Standard pollaxe technique is reconstructed primarily from the detailed instructions in Fiore dei Liberi's Fior di Battaglia and Le Jeu de la Hache, two of the most important historical sources for European polearm combat. HEMA practitioners and scholars continue to refine the interpretation of these medieval texts through practice and competition.
Traditional martial arts: legal — Practiced in traditional kata/forms and weapon-specific competition under var…; IWUF: legal — Legal in wushu taolu if applicable; HEMA: legal — Legal in applicable historical weapon categories
Danger rating 9/10. Extreme — spears, halberds, and naginata; maximum reach with lethal cutting/thrusting capability
The standard setup chain: Grip and Stance → Chamber → Strike → Recovery.

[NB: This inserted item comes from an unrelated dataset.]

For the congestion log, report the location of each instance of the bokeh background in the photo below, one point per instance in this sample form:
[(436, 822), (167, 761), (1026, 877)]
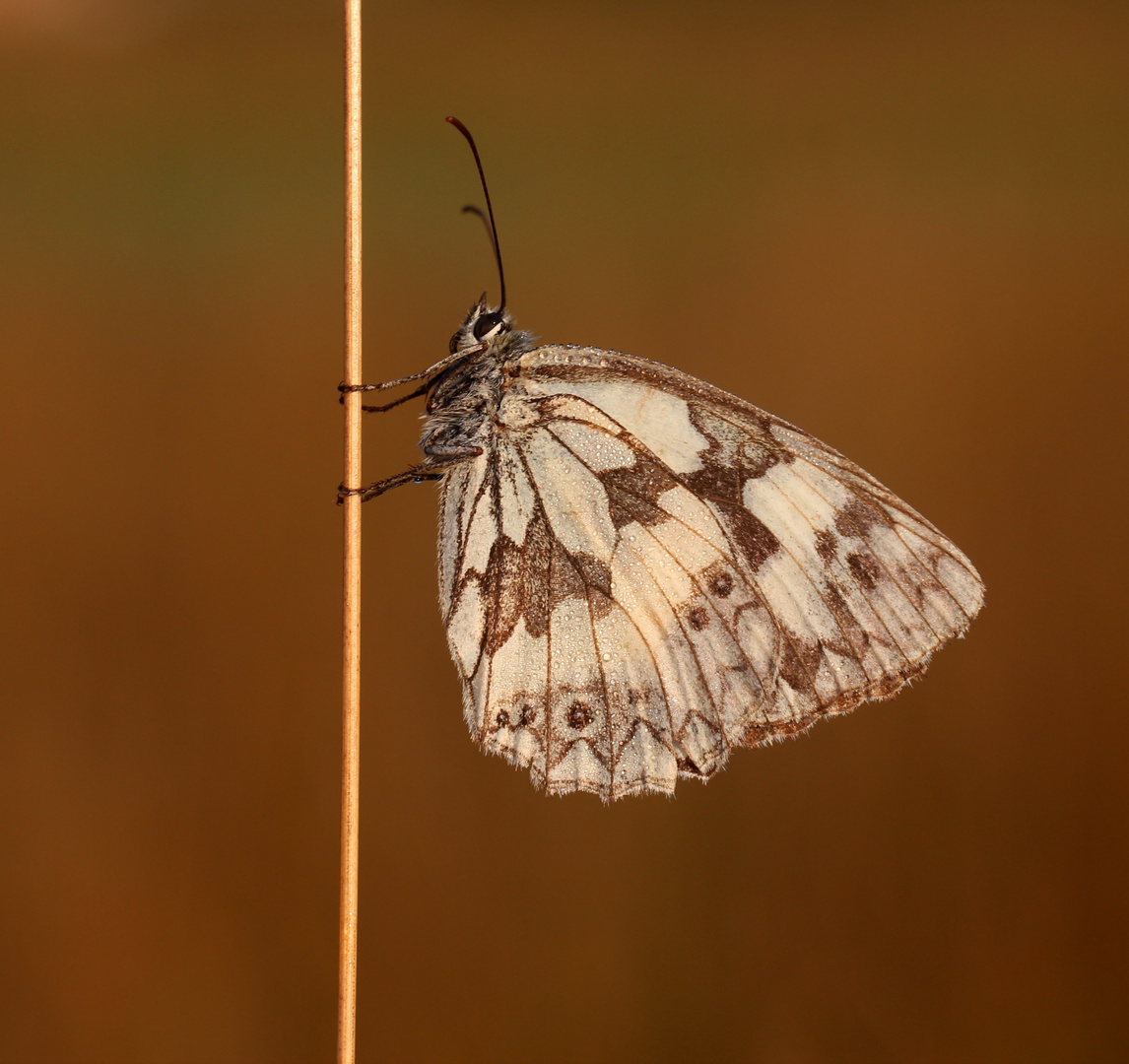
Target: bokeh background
[(903, 226)]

Standard counters include: Beat Parry — deflect the blade with a sharp lateral beat before it reaches target / Displacement — move the body off the line while threatening with the point / Counter-Thrust — extend into the attacker's line during their advance.
Common variants: Overhead strike (bringing the staff down from above in a vertical arc); Lateral strike (horizontal sweep targeting the ribs or head); Thrust (straight thrust with the end of the staff); Butt-end strike (striking with the rear end of the staff at close range).
Halberd/pollaxe combat is competed at HEMA events featuring polearm divisions.
Top errors to watch for: Using only the axe blade — the hammer, spikes, hooks, and queue are all primary tools; limiting to the blade wastes t… / Not using the half-staff grip — the standard grip allows the most versatile weapon manipulation / Fighting at the wrong distance — pollaxe operates at a medium range, closer than spear but further than dagger / Ignoring thrusts — the top spike thrust is the most effective technique against armour; don't rely on cuts.
The Standard Halberd-Pollaxe is also known as Sutandādo Harubādo / Pōruakkusu, Pollaxe Combat, Azza Technique, Halberd Fighting.